Footsteps. Claude blinks, finally focusing on my face, and then someone behind me.

“Is everything alright here?” Benjamin asks.

Claude shakes his head—whether in response or to clear it, I’m not sure—and guides me into an upright position.

My body still feels weak and languorous after that bite, but I force myself to stand on wobbling legs.

I’m suddenly all too aware of what just happened, what I just felt, and the fact that we were very much in public.

It’s a thousand times worse than being caught with a copy of Fangs, which until recently was one of my biggest fears.

I’m sure my face is stained bright red, broadcasting my filthy thoughts to everyone in the room.

Benjamin slides an arm around my waist, providing subtle support.

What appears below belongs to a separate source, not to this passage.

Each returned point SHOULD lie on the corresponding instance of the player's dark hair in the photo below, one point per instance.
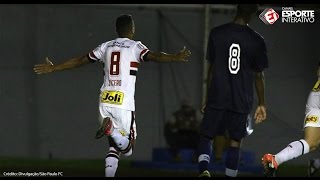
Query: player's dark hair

I lean into him, grateful.

“Get a hold of yourself,” he whispers.

I shoot him a baffled, offended look, but he isn’t looking at me. He’s looking at Claude, who is still staring at me, a dazed look in his dilated eyes.

At Benjamin’s chastisement he finally looks away, dropping his gaze to the floor. He lifts a thumb to rub over his lower lip and says nothing.

Benjamin urges me back one step, and then another, before he turns us around and leads us away. He takes us to a quiet corner of the ball and pricks his thumb on his fang before pressing it to the puncture marks on my wrist.

I look up at him, trying to shake off my sluggishness and read the troubled expression on his face. “Is everything okay?” I ask.

“I believe so.” He studies my wrist until the wounds heal, and then drops it and looks me in the eyes. “Are you well?”

“I’m fine,” I say. Better than fine, really. That bite left me with a pleasant, tingling sort of wooziness, as though I’ve had a few glasses of wine. It felt good when Benjamin bit me, but that was something else entirely. “Did something happen?”

“No, but it nearly did.” Benjamin glances at the crowd around us. “That expression on his face… I know the look of a man on the verge of losing control to his bloodlust, and he was very, very close.”

Bloodlust? I think back to that moment, the way he held me and looked at me, and can’t make sense of the word. “Are you sure? He was so gentle with me.”

“I’m sure,” he says. “And that makes it even more dangerous. Vampires like that…” He shakes his head. “He could have drained you past the point of safety before you realized something was wrong.”

“Well…” I wring my hands, uncertain what to say. I have the strangest urge to defend Claude, even though just minutes ago I was uttering the words anyone but him. “He didn’t hurt me. And if he had really been a threat, I’m sure you would have stopped him.”

Benjamin chokes out a sound that might be a cough, or a startled laugh. “Your faith in me is admirable, but misplaced, I’m afraid.”

My eyebrows shoot up. “What? Surely you’re stronger than him.

He’s so…” I shrug, unable to even find the words for it.

His perfect curls, his blue eyes, his long, pale fingers that gripped me so gently.

Even if Benjamin hadn’t told me he was an artist, I would’ve known it at a glance.

That’s how he seems. Sensitive, almost vulnerable.

“He’s nearly one hundred and fifty years old,” Benjamin says, shocking me anew.

“Which is quite a bit older than I am. Trust me on this, Nora. Even without the backing of his court, and my lack thereof, I would have trouble handling him.” Benjamin’s expression is grim, but as he turns to me, it softens.

“In any case, I’m glad you’re safe. No harm done. Shall we?”

I take his arm and let him lead me back to the party, my skin still tingling from the ghost of Claude’s mouth.